I know, it could be done “manualy” sorting them out and ranking them with a function like in your solution! But i don’t want to generate unnecessary traffic by reading out nearly all documents -there could be 1000+ matchs in many cases-, and serching on my own way in my server application for matching data and ranking them creating indexes and doing stuff thats normaly done by the DB.

But i’ll keep your solution in mind as it’s the olny one I have yet!

steevej · October 6, 2020, 4:22pm

When publishing sample data, I would recommend that you post them as real JSON document as it is much more simpler and faster for people trying to help to enter the data into their own database.

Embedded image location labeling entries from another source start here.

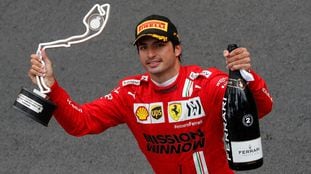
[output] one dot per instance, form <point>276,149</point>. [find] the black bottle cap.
<point>232,47</point>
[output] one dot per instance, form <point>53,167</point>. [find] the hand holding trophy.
<point>35,104</point>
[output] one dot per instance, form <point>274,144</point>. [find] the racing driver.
<point>174,111</point>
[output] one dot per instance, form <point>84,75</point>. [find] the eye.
<point>142,47</point>
<point>159,44</point>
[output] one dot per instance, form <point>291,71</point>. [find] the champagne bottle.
<point>241,124</point>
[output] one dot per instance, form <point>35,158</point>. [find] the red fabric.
<point>170,124</point>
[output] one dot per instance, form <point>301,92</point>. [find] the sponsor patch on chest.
<point>184,110</point>
<point>176,111</point>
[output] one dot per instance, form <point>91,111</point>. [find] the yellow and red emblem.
<point>142,113</point>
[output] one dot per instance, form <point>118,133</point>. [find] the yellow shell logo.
<point>175,111</point>
<point>142,113</point>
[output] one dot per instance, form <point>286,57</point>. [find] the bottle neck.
<point>235,74</point>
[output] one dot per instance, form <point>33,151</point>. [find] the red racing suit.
<point>179,128</point>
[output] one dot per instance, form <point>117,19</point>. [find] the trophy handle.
<point>95,21</point>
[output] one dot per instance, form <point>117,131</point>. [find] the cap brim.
<point>156,36</point>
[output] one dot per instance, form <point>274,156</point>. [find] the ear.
<point>178,50</point>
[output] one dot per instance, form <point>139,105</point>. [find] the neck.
<point>165,76</point>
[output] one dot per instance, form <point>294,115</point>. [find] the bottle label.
<point>246,151</point>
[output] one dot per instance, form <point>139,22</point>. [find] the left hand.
<point>238,59</point>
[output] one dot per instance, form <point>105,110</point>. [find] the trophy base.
<point>35,106</point>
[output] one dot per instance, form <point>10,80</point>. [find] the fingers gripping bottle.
<point>241,124</point>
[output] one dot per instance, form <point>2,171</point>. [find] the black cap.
<point>156,26</point>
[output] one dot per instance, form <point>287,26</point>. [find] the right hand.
<point>38,69</point>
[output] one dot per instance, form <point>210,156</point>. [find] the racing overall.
<point>179,128</point>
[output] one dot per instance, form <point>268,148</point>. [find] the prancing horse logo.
<point>175,111</point>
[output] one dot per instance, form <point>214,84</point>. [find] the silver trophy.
<point>35,104</point>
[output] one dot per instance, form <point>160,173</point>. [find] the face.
<point>159,58</point>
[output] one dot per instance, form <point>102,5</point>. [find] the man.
<point>174,111</point>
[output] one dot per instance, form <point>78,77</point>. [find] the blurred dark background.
<point>276,32</point>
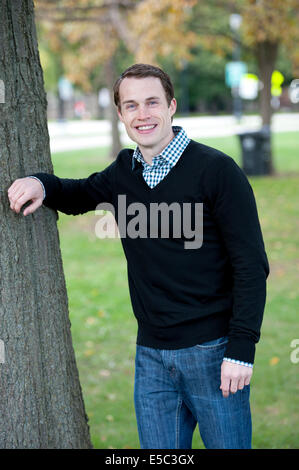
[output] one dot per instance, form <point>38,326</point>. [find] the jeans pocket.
<point>214,343</point>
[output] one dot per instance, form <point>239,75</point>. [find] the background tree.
<point>101,31</point>
<point>41,402</point>
<point>267,27</point>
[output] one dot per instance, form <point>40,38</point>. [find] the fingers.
<point>225,386</point>
<point>30,209</point>
<point>234,377</point>
<point>17,201</point>
<point>22,191</point>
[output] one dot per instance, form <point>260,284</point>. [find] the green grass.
<point>104,328</point>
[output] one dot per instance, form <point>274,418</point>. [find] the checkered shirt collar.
<point>170,154</point>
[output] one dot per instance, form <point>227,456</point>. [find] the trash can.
<point>256,152</point>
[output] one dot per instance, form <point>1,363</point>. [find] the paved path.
<point>73,135</point>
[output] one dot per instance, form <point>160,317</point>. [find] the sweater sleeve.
<point>77,196</point>
<point>234,210</point>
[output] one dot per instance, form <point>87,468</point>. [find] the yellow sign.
<point>276,82</point>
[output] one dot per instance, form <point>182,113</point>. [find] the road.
<point>83,134</point>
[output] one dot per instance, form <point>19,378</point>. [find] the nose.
<point>143,113</point>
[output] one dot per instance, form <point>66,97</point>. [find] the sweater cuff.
<point>240,349</point>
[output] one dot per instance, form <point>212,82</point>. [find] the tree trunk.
<point>41,402</point>
<point>266,53</point>
<point>110,76</point>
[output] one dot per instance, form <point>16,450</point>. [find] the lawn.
<point>104,328</point>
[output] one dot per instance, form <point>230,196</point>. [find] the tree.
<point>41,399</point>
<point>267,25</point>
<point>146,29</point>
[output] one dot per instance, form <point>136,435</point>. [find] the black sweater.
<point>182,297</point>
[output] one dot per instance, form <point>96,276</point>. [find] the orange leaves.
<point>269,20</point>
<point>158,27</point>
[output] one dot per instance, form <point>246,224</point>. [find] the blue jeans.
<point>176,389</point>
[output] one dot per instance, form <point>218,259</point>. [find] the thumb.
<point>32,208</point>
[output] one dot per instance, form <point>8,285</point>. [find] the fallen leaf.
<point>274,360</point>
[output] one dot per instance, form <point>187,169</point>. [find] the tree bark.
<point>110,77</point>
<point>266,54</point>
<point>41,402</point>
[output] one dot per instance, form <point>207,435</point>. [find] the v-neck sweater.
<point>183,297</point>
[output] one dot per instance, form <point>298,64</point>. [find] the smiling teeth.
<point>145,128</point>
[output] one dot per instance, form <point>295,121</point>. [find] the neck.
<point>149,153</point>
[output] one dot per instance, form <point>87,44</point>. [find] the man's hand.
<point>23,190</point>
<point>234,377</point>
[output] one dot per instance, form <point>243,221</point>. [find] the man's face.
<point>145,113</point>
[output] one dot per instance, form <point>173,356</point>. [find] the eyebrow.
<point>147,99</point>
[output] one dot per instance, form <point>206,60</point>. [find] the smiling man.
<point>199,311</point>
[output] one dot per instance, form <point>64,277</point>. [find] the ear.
<point>172,106</point>
<point>119,114</point>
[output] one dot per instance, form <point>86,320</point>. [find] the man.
<point>199,310</point>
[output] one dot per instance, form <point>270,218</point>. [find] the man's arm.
<point>234,210</point>
<point>71,196</point>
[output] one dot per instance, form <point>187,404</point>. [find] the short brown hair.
<point>143,71</point>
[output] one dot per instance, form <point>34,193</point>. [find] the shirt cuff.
<point>235,361</point>
<point>40,183</point>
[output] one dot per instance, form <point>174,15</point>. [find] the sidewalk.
<point>72,135</point>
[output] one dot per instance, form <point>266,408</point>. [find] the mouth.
<point>146,128</point>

To match documents from one collection (A) to documents of the other one (B) you will need to use an aggregation pipeline. See https://docs.mongodb.com/manual/aggregation/
You would start by $match stage for the A document that gives you your source array. You then $lookup into B collection.
Bass

Martin_Schneider · October 7, 2020, 6:57pm

Hello!

I figured it out, its ugly… it works! Thanks a lot for the help!

testdata:
{ 
    "_id" : ObjectId("5f7c5d430d4d5883c0c4b278"), 
    "name" : "A", 
    "values" : ["x","c","b","o","m"]
}
{ 
    "_id" : ObjectId("5f7c5d630d4d5883c0c4b279"), 
    "name" : "B", 
    "values" : ["f","c","m"]
}
{ 
    "_id" : ObjectId("5f7c5d630d4d5883c0c4b27a"), 
    "name" : "C", 
    "values" : ["x","c","b","5"]
}

The code im running on it:

var filter = ["a","b","c","e","f","k","j","l","p","s","m","x","y"]

db.test.aggregate([

{$project:{id: "$_id",
name:"$name",
values: "$values",
originSize: {$size:"$values"}, 
common:{$setIntersection:[ filter,"$values"]}}},

{$project:{id: "$_id",
  name:"$name",
  values: "$values",
  common:"$common",
  originSize: {$size:"$values"}, 
  commonSize:{$size:{$setIntersection:[ filter,"$values"]}}}},
        
{$project:{ 
    id:"$_id", 
    name: "$name", 
    values:"$values", 
    originSize: "$originSize",
    common:"$common",
    commonSize: "$commonSize", 
    difference:{ $subtract:["$originSize","$commonSize"]}}},

{$project:{ 
    name: "$name", 
    values:"$values", 
    originSize: "$originSize",
    common:"$common", 
    commonSize: "$commonSize",
    difference:"$difference", 
    missing:{$setDifference:["$values","$common"]}}},
    
{$sort:{difference:1,originSize:-1}},

])

just one of the outputs:

{   "_id" : ObjectId("5f7c5d630d4d5883c0c4b27a"), 
    "name" : "C", 
    "values" : ["x","c","b","5"], 
    "originSize" : NumberInt(4), 
    "common" : ["b","c","x"], 
    "commonSize" : NumberInt(3), 
    "difference" : NumberInt(1), 
    "missing" : ["5"]
}

My question is: how can i store data generated inside the aggregate (var d= difference or something like this), so i don’t have to $project them every time, to use it later?

Is it possible to declare functions from these $project sequences end nesting them into each other?

Can i transfer data (result) from one to the next aggregate sequence?

system · October 12, 2020, 6:57pm

This topic was automatically closed 5 days after the last reply. New replies are no longer allowed.